I'm using factanal in R to reduce a 30 variable dataset down to 7 factors, then using the factor scores outputted by this process (from fa$scores) in an lm model. So far, so straightforward....
However, the independent variables I'm using are lagged one period vs my dependent (as the model is hopefully going to predict the future). I now have all 30 input variables I need to predict the value of next periods dependent var, so my question is this. How do I use the factanal output from the work I've already done to calculate the 7 factor scores from these 30 new variables?
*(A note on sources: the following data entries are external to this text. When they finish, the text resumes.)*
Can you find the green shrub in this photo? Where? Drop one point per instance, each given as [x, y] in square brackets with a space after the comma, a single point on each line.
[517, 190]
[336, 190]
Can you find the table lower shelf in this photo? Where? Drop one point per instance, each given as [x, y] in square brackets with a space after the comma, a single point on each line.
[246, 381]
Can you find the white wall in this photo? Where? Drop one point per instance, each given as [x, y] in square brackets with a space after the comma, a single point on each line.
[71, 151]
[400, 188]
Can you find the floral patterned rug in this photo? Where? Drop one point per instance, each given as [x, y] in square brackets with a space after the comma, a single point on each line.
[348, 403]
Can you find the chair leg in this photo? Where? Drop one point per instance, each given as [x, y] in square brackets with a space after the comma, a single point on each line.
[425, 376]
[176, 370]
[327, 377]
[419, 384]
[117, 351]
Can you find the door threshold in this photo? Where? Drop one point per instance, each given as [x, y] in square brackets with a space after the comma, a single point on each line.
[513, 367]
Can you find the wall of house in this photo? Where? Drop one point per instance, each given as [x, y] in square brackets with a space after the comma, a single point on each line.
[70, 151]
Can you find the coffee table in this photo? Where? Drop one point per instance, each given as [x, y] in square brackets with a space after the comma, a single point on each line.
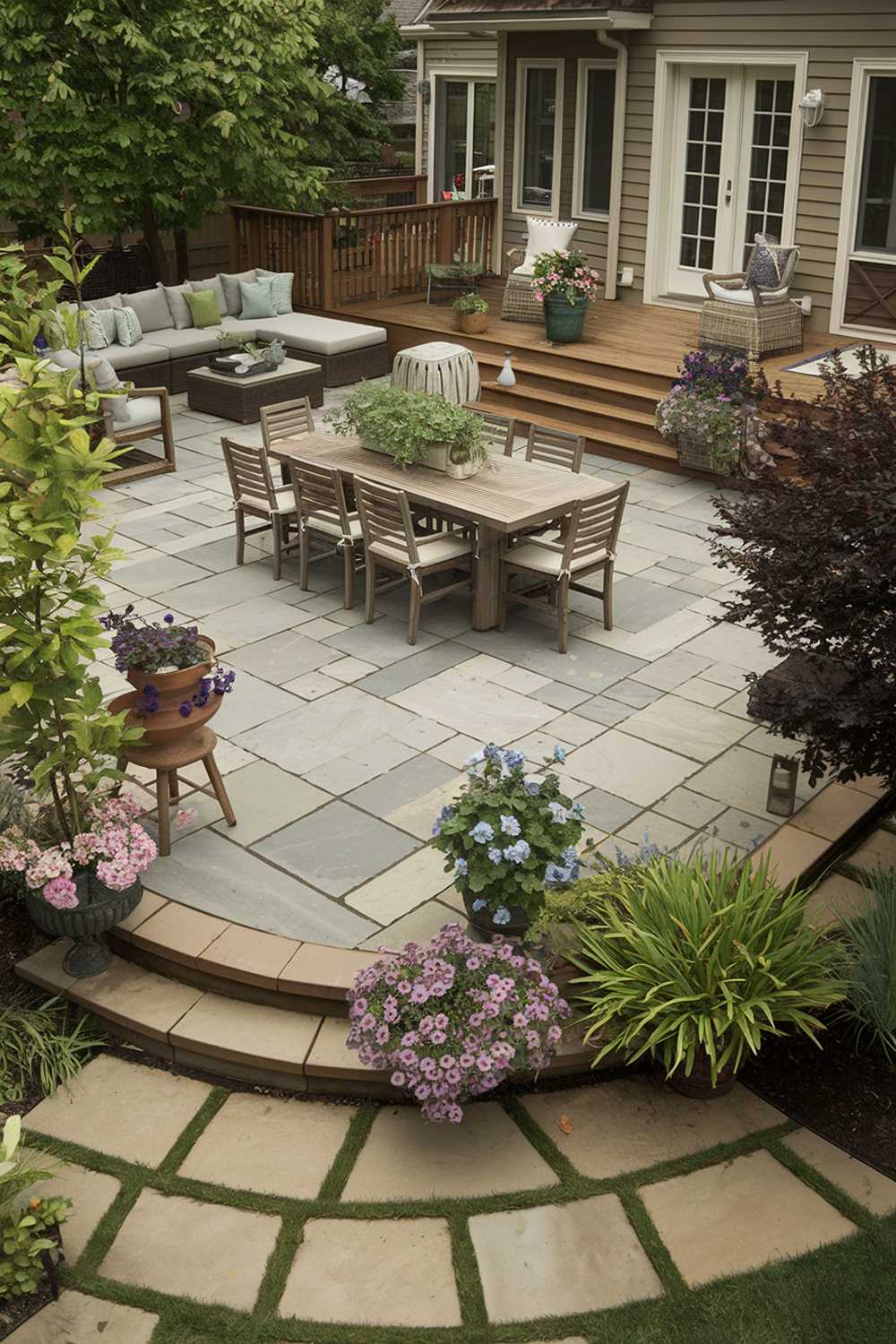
[242, 398]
Once I have these, I can use the lm model to predict the next period.
Example of the code I'm using below (target var is in the first column of mydata):
#extract factors
fitted_data <- factanal(mydata[,-1],7,rotation="varimax",lower=0.05,scores="regression")
#add factor scores back to main dataset
mydata <- cbind(mydata,fitted_data$scores)
'#inear regression model to predict my target_variable using factors I've extracted
mod1 <- lm(Target_Var ~ Factor1+ Factor2 + Factor3 + Factor4 + Factor5 + Factor6 + Factor7,data=mydata)
I have the latest 30 independent variables in a dataset called "new_data", and I'm just looking to calculate the 7 factor scores using the factor loadings already calculated, but can't for the life of me figure out how.....
Any help greatly appreciated.
dput(head(mydata))
&dim(mydata)
would be useful for replication – Jonny Phelps